Stav et al. reported previous colposuspension and previous cesarean section were all significant risk factors for bladder perforation. The authors implied that perforation might be the result of the adhesive disease to the back of the pubic bone . Patients with prior hysterectomy or sling surgery were not significantly associated with bladder injury in our multivariate analysis. Also, there were no significant differences in preoperative prolapse stage, prior surgery in the anterior, posterior and apical compartments between the two groups.
Stav et al. also noted age had no impact on the risk of bladder perforation . In contrast, McLennan et al. noted that the cystotomy group was on average younger and lighter than patients without bladder perforation . In this study, older age trended toward an increased risk for trocar bladder injury, however, this difference was not statistically significant in multivariate analysis (OR = 1.03, 95% CI = 1.0-1.07). A possible explanation for the trend we saw is that older patients are likely to have soft tissue atrophy putting them at a higher risk of bladder perforation.
Obesity is a risk factor that remains controversial with regards to intraoperative injuries. Some studies have reported more bladder perforation in non-obese patients . However, Rafii et al. noted there is no relation between obesity and the occurrence of bladder injury . There was no evidence of BMI having an effect on bladder perforation in our study.
The duration of catheterization (1.73 vs. 3.61 days) and hospitalization (1.29 vs. 1.65) was longer in patients with trocar injury.

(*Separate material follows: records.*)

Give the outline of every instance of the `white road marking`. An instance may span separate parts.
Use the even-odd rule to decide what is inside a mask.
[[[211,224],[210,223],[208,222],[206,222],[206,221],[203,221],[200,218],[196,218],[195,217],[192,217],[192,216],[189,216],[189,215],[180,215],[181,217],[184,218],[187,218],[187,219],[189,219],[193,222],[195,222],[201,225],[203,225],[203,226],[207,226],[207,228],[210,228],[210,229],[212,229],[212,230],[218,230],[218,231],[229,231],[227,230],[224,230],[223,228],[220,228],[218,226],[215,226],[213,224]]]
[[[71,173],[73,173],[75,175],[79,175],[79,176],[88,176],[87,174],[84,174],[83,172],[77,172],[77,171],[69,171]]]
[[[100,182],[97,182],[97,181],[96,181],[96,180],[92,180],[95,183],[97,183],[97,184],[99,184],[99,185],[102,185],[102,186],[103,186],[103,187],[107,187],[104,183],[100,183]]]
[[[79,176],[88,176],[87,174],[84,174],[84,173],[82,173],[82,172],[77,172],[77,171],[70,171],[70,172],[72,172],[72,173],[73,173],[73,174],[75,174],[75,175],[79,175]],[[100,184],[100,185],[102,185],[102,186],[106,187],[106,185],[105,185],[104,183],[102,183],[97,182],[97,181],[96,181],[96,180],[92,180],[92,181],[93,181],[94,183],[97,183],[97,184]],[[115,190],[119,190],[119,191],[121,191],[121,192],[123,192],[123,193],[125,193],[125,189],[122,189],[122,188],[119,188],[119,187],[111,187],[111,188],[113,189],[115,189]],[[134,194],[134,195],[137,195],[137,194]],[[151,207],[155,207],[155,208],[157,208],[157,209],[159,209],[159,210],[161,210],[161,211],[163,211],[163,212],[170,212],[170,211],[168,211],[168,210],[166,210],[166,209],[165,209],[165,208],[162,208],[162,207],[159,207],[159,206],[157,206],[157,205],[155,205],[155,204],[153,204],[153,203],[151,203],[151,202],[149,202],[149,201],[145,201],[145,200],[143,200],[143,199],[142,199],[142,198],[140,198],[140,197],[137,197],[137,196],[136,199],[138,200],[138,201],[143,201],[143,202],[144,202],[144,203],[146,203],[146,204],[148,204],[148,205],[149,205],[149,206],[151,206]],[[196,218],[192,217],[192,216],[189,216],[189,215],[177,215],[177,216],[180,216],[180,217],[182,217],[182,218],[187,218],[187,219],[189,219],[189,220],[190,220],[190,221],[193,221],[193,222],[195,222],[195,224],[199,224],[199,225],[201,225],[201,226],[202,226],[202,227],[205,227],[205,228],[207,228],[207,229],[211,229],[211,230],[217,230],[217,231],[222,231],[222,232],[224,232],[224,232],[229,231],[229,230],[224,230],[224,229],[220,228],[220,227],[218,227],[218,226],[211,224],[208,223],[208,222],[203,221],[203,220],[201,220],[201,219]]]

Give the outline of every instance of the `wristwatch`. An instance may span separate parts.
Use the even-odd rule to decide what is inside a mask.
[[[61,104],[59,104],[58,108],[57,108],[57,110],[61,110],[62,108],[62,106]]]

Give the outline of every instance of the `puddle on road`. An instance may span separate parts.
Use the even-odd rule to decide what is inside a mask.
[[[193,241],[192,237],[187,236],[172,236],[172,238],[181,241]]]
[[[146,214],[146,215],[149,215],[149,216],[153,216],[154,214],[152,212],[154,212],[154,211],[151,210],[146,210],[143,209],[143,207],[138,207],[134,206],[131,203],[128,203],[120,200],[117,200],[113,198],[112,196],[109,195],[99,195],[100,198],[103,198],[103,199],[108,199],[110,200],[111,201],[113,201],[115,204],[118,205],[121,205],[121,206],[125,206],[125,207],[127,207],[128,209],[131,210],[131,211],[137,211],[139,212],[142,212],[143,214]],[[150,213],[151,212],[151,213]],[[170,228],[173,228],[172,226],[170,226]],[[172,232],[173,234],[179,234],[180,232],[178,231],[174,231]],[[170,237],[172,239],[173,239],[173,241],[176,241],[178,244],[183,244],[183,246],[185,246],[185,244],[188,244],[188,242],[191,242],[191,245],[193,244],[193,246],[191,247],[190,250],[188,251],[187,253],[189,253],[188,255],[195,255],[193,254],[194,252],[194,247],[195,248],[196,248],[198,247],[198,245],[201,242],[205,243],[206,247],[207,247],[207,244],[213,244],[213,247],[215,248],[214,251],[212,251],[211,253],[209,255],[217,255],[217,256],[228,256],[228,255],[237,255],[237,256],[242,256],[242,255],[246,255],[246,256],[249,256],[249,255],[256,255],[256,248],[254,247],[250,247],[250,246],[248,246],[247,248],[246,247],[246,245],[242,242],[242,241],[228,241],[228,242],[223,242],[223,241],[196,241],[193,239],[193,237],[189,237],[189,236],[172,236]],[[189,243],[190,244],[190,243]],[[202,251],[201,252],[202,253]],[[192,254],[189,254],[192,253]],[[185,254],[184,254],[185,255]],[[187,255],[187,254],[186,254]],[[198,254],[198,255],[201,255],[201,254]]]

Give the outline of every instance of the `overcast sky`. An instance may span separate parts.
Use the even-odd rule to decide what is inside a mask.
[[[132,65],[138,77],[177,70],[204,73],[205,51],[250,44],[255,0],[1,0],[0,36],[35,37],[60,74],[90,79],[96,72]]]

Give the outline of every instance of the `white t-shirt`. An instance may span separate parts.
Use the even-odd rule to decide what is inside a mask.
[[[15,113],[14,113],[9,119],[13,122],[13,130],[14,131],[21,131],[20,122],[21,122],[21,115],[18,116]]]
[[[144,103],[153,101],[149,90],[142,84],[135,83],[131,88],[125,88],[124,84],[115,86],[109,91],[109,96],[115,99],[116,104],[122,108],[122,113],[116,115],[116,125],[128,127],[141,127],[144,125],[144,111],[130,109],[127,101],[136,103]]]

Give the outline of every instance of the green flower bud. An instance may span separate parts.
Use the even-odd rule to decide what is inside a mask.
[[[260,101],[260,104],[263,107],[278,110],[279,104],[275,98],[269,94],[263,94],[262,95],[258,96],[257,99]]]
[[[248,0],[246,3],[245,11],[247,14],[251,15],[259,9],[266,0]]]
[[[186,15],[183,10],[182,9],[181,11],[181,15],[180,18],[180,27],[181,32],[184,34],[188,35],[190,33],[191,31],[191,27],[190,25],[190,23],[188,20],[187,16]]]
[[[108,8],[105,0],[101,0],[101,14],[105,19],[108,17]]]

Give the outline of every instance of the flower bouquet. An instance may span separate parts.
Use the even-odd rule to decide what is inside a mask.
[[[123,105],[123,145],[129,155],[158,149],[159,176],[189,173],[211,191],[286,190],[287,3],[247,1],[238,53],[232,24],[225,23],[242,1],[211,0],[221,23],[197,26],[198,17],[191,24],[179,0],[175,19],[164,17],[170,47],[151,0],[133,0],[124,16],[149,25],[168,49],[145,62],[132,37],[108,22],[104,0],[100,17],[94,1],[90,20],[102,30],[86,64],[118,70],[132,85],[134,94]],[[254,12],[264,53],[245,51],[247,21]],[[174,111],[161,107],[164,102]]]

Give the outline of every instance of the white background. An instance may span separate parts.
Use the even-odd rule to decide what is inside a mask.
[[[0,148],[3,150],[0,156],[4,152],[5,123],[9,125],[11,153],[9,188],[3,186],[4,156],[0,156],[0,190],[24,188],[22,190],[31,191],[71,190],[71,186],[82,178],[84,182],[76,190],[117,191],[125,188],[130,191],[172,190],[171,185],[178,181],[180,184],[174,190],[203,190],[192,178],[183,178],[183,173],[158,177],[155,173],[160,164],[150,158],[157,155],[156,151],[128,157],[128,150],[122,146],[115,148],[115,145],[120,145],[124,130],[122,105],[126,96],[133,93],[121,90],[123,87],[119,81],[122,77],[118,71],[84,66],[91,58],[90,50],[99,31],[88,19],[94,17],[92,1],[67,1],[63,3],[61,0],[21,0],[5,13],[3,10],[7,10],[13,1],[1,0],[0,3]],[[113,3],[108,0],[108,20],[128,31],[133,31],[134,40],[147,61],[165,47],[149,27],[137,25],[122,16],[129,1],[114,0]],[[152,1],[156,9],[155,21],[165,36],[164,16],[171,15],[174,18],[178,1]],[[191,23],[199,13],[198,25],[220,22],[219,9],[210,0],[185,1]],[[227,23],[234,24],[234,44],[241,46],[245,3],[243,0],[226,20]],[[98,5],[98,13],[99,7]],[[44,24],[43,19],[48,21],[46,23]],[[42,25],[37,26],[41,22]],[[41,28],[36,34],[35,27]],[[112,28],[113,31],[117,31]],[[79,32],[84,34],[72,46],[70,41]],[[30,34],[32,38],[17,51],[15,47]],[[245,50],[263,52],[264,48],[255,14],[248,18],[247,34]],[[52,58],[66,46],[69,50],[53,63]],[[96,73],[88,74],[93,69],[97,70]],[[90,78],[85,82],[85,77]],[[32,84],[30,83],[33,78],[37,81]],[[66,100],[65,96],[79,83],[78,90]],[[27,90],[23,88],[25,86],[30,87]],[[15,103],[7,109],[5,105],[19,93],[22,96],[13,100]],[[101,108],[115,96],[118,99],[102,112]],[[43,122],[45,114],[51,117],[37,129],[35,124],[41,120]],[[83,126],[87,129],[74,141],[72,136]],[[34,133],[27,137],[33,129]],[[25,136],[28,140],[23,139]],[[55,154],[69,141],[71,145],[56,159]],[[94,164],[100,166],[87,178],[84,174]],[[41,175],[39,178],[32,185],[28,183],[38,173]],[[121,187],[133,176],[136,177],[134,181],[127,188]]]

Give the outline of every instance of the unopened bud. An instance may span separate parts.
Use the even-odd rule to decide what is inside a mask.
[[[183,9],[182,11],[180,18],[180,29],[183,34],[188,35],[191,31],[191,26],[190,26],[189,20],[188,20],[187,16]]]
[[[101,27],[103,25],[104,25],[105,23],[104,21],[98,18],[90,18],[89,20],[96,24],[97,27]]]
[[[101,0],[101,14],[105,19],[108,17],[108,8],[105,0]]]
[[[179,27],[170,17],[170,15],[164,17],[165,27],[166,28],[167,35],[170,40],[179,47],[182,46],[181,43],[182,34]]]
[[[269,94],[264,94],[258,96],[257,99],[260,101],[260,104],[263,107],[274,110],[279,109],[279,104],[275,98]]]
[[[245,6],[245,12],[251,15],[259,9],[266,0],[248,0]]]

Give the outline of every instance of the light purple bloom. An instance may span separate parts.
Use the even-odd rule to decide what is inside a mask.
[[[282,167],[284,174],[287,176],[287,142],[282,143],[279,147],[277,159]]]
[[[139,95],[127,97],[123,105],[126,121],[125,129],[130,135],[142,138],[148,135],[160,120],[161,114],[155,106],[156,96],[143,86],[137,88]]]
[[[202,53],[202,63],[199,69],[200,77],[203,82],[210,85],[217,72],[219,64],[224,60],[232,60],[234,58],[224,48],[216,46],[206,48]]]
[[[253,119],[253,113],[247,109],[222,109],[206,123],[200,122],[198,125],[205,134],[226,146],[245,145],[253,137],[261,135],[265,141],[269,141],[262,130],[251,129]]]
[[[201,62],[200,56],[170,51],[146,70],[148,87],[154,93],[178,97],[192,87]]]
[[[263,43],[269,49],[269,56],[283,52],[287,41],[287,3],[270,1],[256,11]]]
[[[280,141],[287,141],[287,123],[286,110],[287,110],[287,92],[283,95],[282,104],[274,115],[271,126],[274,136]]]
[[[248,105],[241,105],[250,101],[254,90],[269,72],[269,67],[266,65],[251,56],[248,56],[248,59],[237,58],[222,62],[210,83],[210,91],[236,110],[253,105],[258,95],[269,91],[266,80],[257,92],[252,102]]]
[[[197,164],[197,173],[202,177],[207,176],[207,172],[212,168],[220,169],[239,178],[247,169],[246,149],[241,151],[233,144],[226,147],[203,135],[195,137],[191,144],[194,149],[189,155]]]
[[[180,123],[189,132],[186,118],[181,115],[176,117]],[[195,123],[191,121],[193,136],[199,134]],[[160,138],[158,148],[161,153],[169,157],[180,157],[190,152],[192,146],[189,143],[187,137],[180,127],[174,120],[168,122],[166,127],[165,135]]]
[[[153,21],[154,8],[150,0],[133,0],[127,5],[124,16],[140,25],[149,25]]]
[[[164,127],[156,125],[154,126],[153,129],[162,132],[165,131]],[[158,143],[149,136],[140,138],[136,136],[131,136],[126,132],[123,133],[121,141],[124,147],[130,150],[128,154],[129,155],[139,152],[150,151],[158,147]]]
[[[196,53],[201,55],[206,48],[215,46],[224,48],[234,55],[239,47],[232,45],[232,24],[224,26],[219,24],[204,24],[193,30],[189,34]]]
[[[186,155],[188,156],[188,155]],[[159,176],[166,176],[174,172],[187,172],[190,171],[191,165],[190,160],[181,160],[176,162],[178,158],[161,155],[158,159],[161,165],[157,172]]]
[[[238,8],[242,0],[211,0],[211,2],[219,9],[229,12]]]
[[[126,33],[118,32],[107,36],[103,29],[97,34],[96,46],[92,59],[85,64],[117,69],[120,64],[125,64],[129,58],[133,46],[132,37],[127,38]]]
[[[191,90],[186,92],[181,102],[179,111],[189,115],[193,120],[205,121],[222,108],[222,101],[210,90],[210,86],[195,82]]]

This correlates with routine post-operative management of bladder perforation at our institution with catheter drainage for 24-72 hours postoperatively.
Chawla et al. reported that independent risk factors for persistent leak after sling procedures include the presence of co-morbid diseases, preoperative urgency or urinary incontinence, associated severe grade anterior prolapse, and the type of corrective procedure carried out (TVT or TOT) . The trocar injury group in our study was more likely to have persistent stress incontinence (17% vs. 5%). This may be as a direct effect of trocar injury and bladder perforation or be related to the fact that in our study more patients had previous sling surgery in the trocar injury group. Patients who have had a failed sling in the past are at increased risk of persistent stress incontinence.
While this study has several strengths such as the inclusion of multiple surgeons to improve generalizability of the results, it also has limitations. Limitations include both being underpowered and information bias, as it relies on accurate record keeping. While we hypothesized several risk factors associated with increased bladder injury, one cannot conclude that risk is increased with any of these risk factors due to limited sample size.
This retrospective cohort with nested case control study failed to show a statistically significant difference in bladder injury during a MUS placement when considering various risk factors such as rigid catheter guide use, patient age, and history of prior sling surgery. These findings are most likely due to insufficient sample size and further investigation of larger groups will be required to determine whether bladder injury rates vary with the use of the rigid catheter guide.